In und rund um das Pfarrhaus geht’s wieder rund: 15 Kinder aus Belarus sind zur Erholung in Renchen. »Zieht euch etwas Wärmeres an«, sagt Pfarrer Albert Lehmann zu ein paar Buben, die morgens in kurzen Hosen und T-Shirt herumsausen Den Kindern scheint die Sorge unberechtigt, sie haben keine Zeit zum Frieren. Im Jugendraum warten jede Menge Spiele. Der Pfarrer bleibt dennoch energisch.
Zwei Tage unterwegs
Kaum zu glauben, dass die Kinder erst wenige Tage hier sind. Sie gehen im Pfarrhaus ein und aus, als lebten sie schon immer hier. »Sie haben sich vom ersten Moment an wie daheim gefühlt«, bestätigen Natallia Khadzko und Violetta Garina. Die beiden Frauen begleiten auch in diesem Jahr wieder die Kindergruppe. Zwei Tage waren sie mit dem Bus unterwegs, Rast in Polen inklusive. Am Sonntag sind sie schließlich in der Grimmelshausenstadt angekommen.
»Es war wichtig, dass die Lehrer schon einmal hier waren und sich alles angeschaut haben. Die Kinder wissen nun Bescheid, bevor sie nach Renchen kommen«, freut sich Pfarrer Lehmann über die gute Vorbereitung in Belarus und sagt: »Die Stadt Renchen ist mittlerweile ein Begriff in Odrishin.« Dazu haben auch die Erzählungen der vielen Kinder beigetragen, die in den vergangenen Jahren zur Erholung da waren.
Wenn die weißrussischen Kinder nach Deutschland kommen, sprechen sie meistens schon ein paar Sätze Deutsch. Die lernen sie in der Schule in Odrishin. Ansonsten übersetzen die Begleiterinnen oder es wird mit Händen und Füßen kommuniziert.
»Erfahrungsgemäß lernen sie aber immer recht schnell«, sagt Lehmann. Und Garina kennt das Erfolgsgeheimnis: »Viele deutsche Kinder kommen her und spielen mit unseren.« So auch gleich am Montag

 

»Es werden von Jahr zu Jahr mehr, die den Kontakt suchen«, ist der Pfarrer erfreut. Auch sonst nehmen die Menschen in der Seelsorgeeinheit wieder regen Anteil. Zig freiwillige Helfer aus Renchen, Ulm und Erlach kochen, backen, waschen für die Neun- bis Zwölfjährigen, organisieren Fahrdienste oder gestalten die Freizeit. Unterstützung gibt es auch wieder aus Vogtsburg: Gemeindereferentin Gisela Trogus ist zurzeit in Renchen.

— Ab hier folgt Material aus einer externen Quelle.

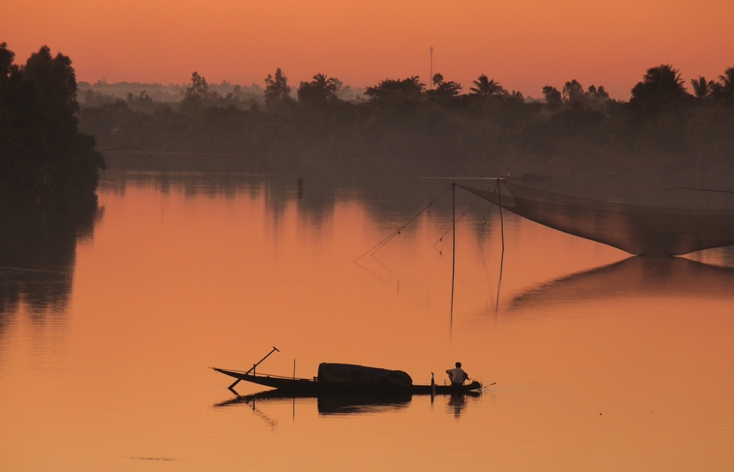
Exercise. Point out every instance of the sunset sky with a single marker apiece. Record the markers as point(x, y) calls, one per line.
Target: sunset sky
point(524, 44)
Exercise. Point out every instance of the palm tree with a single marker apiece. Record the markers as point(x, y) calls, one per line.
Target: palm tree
point(485, 87)
point(328, 85)
point(725, 89)
point(321, 89)
point(661, 90)
point(701, 88)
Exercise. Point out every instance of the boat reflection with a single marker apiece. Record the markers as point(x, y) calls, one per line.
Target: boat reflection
point(331, 404)
point(357, 403)
point(634, 277)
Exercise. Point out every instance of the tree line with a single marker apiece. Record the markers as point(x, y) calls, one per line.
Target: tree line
point(403, 123)
point(44, 158)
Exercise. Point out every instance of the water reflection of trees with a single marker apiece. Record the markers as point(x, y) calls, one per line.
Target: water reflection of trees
point(37, 253)
point(634, 277)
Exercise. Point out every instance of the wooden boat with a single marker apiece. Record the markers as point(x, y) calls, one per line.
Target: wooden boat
point(347, 379)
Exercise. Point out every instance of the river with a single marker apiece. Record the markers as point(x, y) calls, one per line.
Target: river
point(598, 361)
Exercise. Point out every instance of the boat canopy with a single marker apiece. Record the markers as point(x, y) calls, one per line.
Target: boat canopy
point(358, 374)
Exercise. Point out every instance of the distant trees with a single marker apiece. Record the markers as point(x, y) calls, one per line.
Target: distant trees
point(396, 92)
point(701, 88)
point(276, 88)
point(553, 97)
point(661, 91)
point(320, 90)
point(443, 90)
point(44, 157)
point(724, 91)
point(402, 121)
point(484, 87)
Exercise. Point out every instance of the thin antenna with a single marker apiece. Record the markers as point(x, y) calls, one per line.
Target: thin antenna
point(453, 248)
point(430, 78)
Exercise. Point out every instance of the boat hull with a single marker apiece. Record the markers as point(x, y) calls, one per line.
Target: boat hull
point(312, 387)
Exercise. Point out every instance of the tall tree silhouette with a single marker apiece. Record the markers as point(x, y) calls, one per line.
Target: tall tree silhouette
point(276, 88)
point(396, 92)
point(484, 87)
point(553, 97)
point(320, 90)
point(443, 90)
point(45, 158)
point(701, 88)
point(724, 90)
point(661, 91)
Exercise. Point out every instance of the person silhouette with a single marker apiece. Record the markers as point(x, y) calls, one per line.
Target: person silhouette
point(457, 375)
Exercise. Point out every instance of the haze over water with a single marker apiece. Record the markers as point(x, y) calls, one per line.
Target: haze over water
point(601, 362)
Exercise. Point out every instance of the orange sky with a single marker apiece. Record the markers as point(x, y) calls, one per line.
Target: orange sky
point(524, 44)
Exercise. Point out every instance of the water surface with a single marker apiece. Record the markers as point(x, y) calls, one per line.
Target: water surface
point(601, 362)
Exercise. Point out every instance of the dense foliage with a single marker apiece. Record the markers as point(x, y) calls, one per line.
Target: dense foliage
point(401, 123)
point(43, 156)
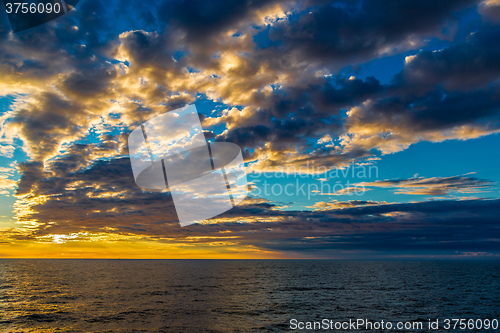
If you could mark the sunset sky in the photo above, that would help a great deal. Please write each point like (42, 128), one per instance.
(398, 101)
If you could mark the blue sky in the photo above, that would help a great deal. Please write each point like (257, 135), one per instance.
(406, 90)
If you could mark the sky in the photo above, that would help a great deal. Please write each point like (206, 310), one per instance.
(369, 128)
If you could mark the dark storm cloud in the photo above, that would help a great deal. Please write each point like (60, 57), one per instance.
(435, 185)
(348, 31)
(76, 65)
(464, 66)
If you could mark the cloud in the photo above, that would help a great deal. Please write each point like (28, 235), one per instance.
(433, 186)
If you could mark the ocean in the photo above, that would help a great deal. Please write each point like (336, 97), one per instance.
(241, 295)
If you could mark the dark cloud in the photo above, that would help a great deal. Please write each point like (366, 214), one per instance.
(435, 185)
(347, 31)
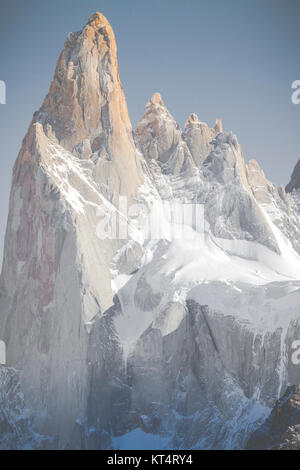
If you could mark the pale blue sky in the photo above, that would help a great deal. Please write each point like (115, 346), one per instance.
(234, 59)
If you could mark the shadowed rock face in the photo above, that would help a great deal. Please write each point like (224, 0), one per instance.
(295, 179)
(113, 334)
(282, 428)
(16, 421)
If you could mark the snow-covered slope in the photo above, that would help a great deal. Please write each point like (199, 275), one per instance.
(186, 326)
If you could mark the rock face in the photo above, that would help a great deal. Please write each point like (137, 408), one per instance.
(281, 429)
(125, 333)
(199, 136)
(86, 111)
(159, 138)
(16, 430)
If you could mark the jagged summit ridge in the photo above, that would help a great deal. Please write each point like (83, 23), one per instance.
(85, 110)
(295, 179)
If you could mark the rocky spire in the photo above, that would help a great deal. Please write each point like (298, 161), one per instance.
(295, 179)
(198, 137)
(159, 138)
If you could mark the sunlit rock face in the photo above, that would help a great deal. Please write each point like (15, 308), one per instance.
(86, 111)
(181, 340)
(281, 430)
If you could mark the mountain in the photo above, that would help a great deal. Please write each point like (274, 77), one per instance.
(281, 429)
(294, 184)
(151, 279)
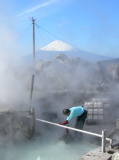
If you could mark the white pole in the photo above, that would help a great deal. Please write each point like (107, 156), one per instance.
(103, 141)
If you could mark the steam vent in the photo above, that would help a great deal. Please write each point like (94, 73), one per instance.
(57, 83)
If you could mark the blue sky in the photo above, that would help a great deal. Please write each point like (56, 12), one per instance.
(91, 25)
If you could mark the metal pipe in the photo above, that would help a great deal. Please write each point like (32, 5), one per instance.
(94, 134)
(32, 121)
(103, 140)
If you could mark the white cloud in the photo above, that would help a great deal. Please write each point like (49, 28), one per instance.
(37, 7)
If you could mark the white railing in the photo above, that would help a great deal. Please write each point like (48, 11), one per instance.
(78, 130)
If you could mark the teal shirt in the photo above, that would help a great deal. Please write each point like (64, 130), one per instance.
(75, 111)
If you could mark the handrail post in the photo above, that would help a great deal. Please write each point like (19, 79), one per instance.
(103, 140)
(32, 121)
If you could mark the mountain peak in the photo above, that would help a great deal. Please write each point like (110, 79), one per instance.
(58, 46)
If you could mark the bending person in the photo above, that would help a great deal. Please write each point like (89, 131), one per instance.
(80, 113)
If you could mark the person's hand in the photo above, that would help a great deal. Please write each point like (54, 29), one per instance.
(67, 131)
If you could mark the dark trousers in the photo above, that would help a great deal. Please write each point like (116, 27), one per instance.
(80, 120)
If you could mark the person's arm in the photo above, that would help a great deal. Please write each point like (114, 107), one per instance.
(64, 123)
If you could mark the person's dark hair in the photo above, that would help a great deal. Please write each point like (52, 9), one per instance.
(66, 111)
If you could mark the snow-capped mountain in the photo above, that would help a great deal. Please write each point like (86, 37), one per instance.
(58, 46)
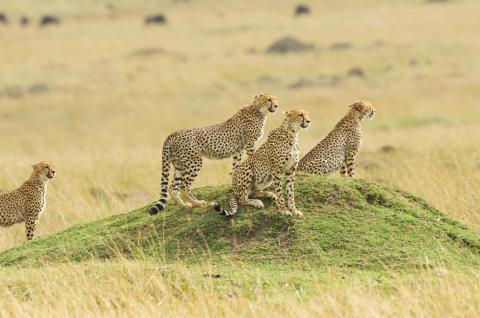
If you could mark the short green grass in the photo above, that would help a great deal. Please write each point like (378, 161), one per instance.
(348, 223)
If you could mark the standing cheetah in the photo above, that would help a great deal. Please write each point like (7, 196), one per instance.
(26, 203)
(339, 148)
(185, 148)
(278, 156)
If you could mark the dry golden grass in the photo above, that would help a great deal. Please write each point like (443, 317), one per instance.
(108, 110)
(131, 289)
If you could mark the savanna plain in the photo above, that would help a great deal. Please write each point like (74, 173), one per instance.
(98, 93)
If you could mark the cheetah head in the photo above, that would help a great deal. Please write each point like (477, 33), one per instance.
(364, 109)
(298, 119)
(44, 170)
(265, 103)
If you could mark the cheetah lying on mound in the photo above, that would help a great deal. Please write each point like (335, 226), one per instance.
(339, 148)
(278, 156)
(185, 148)
(26, 203)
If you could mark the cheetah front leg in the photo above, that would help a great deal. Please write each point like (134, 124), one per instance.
(350, 164)
(30, 225)
(237, 159)
(290, 185)
(243, 185)
(277, 184)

»Gleich am Montag hatten wir einen Ruhetag«, so die Betreuerinnen. Ansonsten ist der Kalender aber wieder proppenvoll: Am Dienstag stand etwa ein Termin beim Optiker an, heute, Donnerstag, in der Klinik in Freiburg oder morgen, Freitag, geht’s nach Vogtsburg. Dort wartet ein besonderes Erlebnis: Die Kinder dürfen mit der Schifffahrtspolizei über den Rhein schippern. »Das ist immer sehr interessant für sie, vor allem, dass es zwischen Deutschland und Frankreich eigentlich keine richtige Grenze mehr gibt«, weiß Violetta Garina aus Erfahrung.
Vom Ausflug bis zum Zahnarzt, Langeweile kommt in den nächsten Wochen also nicht auf. Da macht es auch nicht wirklich etwas aus, dass das Wetter nicht ganz mitspielt und der geplante Schwimmbadbesuch vorerst verschoben werden musste.